Friday, January 6, 2012

Great day for a picture

Lovers and Lollipops 1955 U.S. (82 minutes) written, produced, and directed by Morris Engel and Ruth Orkin, photographed by Morris Engel, edited by Ruth Orkin; music by Eddy Manson.
It is summer in glorious mid-twentieth century Manhattan and there is a lot of picture-taking going on, starting with a man and a little girl at the Bronx Zoo.
Rather than a ‘moving picture’, this second of three feature films made in the 1950s by photographers Morris Engel and Ruth Orkin, his wife and collaborator, has the look and feel of well made still photographs in continuous motion.
Ann (Lori March), a young widow with a seven-year-old daughter, Peggy (Cathy Dunn), starts seeing Larry (Gerald O’Loughlin), an old friend back in New York after he had spent several years working as an engineer in South America.
Engel is known for his pioneering use of nonprofessional actors, but what make the magic in this picture are carefully cast and expertly coached photographer’s models at home on the Upper West Side of Manhattan and in classic New York City locations.
The film is in a sense a ballet of Larry’s courtship of Ann and Peggy, filled with eloquently expressive moments observed in the manner of Maeve Brennan’s ‘Long-Winded Lady’ in The New Yorker magazine of the day.
Engel and Orkin balance and embellish their story with details of New York street life through the eyes of photographers who love the city and know it well: hearts with lovers’ names in Chinese and English inscribed in chalk on a Chinatown sidewalk, two small children running along the outline of the shadow of the Statue of Liberty, and interactions with bystanders, among other things. Peggy has a great city accent.
The story opens with Peter (William Ward), a professional photographer and friend of Ann’s who is making a children’s picture book, photographing Peggy as she explores the zoo. Peter and Peggy visit both the Bronx and Central Park Zoos. Peter, who gave Peggy the Slinky toy that she plays with throughout the movie, also gives Peggy her first camera.
Larry has a month off in New York to think about his professional—and emotional—future. Ann, a professional model, has a flexible schedule that allows her to spend time sightseeing New York with Larry and Peggy. Peggy will go to summer camp when Peter finishes shooting her for his book.
Larry snaps pictures of the photogenic Ann; a tourist on the Observation Roof of Rockefeller Center asks Larry to use the tourist’s camera to take a picture of him and his wife with Central Park in the background. They switch places and the tourist snaps Ann and Larry using Larry’s camera. And Peggy takes pictures of her mother and Larry.

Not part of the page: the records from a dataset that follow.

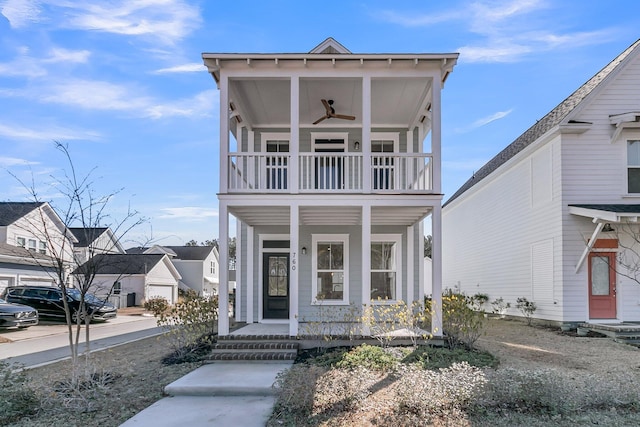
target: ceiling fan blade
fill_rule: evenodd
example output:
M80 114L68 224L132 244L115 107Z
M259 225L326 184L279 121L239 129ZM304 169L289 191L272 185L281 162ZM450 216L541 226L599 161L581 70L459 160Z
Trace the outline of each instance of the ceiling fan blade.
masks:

Among the best scenes is a visit to the Museum of Modern Art. Larry has just given Peggy a large toy sailboat that she takes with her because she wants to sail it in Central Park after they go to the museum. Peggy dawdles at the entrance, and then slips past the guard with her boat, skipping blithely ahead through a Jacques Lipchitz exhibit.
No one seems to pay any attention to the small child with a boat; Ann and Larry are engrossed in each other. And then Peggy spots the reflecting pool in the museum’s sculpture garden, an ideal place for her sailboat’s maiden voyage…
After he and Ann are engaged, Larry buys Peggy a doll, but she tells him she doesn’t like it. He suggests to Ann that he take Peggy to a toy store and let her pick something out. This would be a good way for him to spend some time alone with Peggy, Larry says.
‘You don’t know what it’s like taking a kid to a toy store,’ Ann says—and anyone with kids knows. ‘They don’t know what they want, and you can’t get them out of the place.’
‘I don’t see why it would be such a job to take a kid to a store,’ the bachelor says.
‘Try it,’ Ann says.
The next scene cuts to Peggy in the toy department at Macy’s at a time when it was a true child’s world of wonder filled with marvelous and inventive toys, larger than life and mercifully free of ‘brands’ and ‘tie-ins’ as we now know them. Peggy is lost in wonderland to Larry’s pique in a porkpie.
These are just two of many such scenes and adventures these characters share in and around the city through the naturalistic lenses of Engel and Orkin.
Kino International issued this film on DVD in 2008 paired with Engel’s 1958 classic Weddings and Babies, two of three films Engels made in that decade.
For those in the New York metropolitan area, from now through March 25 [2012] the Jewish Museum is featuring A Radical Camera, a large exhibit of the photographs of the Photo League (1936-1951) which includes the work of Engel and Orkin as well as many other New York photographers of the time.